Syndax Pharmaceuticals (NASDAQ: SNDX) has received FDA approval for Revuforj (revumenib) for the treatment of acute leukemia in both adult and pediatric patients (one year and older) with a KMT2A translocation. This approval marks a significant milestone as Revuforj is the first and only FDA-approved menin inhibitor for this patient population.

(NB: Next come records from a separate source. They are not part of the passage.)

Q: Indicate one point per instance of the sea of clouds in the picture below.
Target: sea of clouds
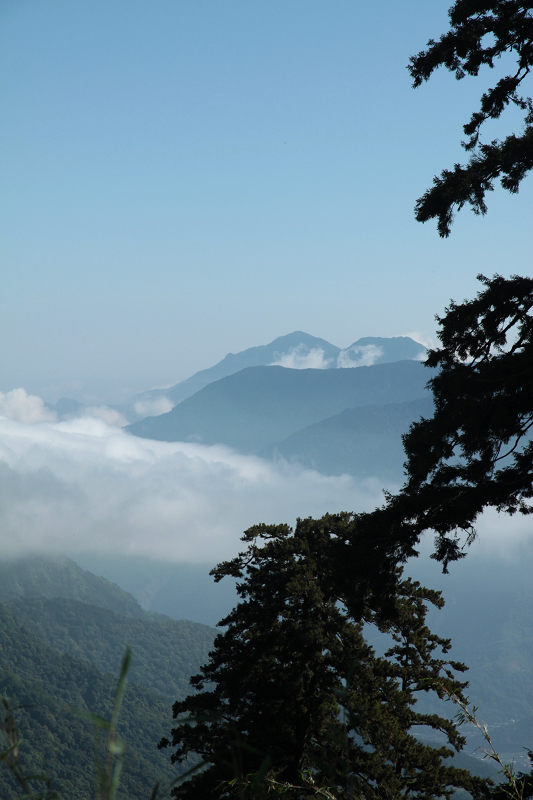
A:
(300, 357)
(86, 485)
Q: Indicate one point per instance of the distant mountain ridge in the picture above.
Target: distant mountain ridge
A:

The FDA's decision, which came after the market closed on Friday, was based on data from the Phase 1/2 AUGMENT-101 trial. The agency had previously granted Revuforj Breakthrough Therapy Designation, recognizing its potential as a substantial improvement over existing treatments. The approval was expedited through the FDA's Real-Time Oncology Review program, ahead of the expected Prescription Drug User Fee Act (PDUFA) deadline of December 26, 2024.
Clinical Trial Data
The AUGMENT-101 trial included an analysis of 104 patients with relapsed or refractory acute leukemia exhibiting a KMT2A translocation. Results from the trial demonstrated a complete response rate of 21%. The median duration of response was 6.4 months, with a median time to achieve a response of 1.9 months. Notably, 23% of the patients were able to proceed to hematopoietic stem cell transplantation following treatment with Revuforj.
Analyst Outlook
H.C. Wainwright's analyst cited the FDA approval and the drug's breakthrough status as key reasons for reiterating the Buy rating and raising the price target for Syndax's shares from $49.00 to $51.00. The firm's positive outlook reflects the potential market impact of Revuforj as a new treatment option for patients with this challenging form of leukemia.
Additional Developments
Syndax Pharmaceuticals recently announced positive results from its AUGMENT-101 trial for revumenib in acute myeloid leukemia (AML), where the trial met its primary endpoint with a 23% complete response rate among evaluable adults. In financial news, Syndax announced a $350 million royalty agreement with Royalty Pharma for Niktimvo during its Q3 2024 earnings call. The company reported $399.6 million in cash as of September 30, with Q3 operating expenses at $102.1 million.
Market Volatility
Despite the positive news, Syndax Pharmaceuticals' stock has experienced significant volatility. InvestingPro data indicates a 1-week price total return of -27.32%. However, the company holds more cash than debt on its balance sheet, providing financial flexibility for the commercialization of Revuforj. Analysts anticipate that Syndax will not be profitable this year, which is not uncommon for biotech companies in the early stages of bringing a drug to market. The market cap stands at $1.35 billion, reflecting investor expectations for future growth.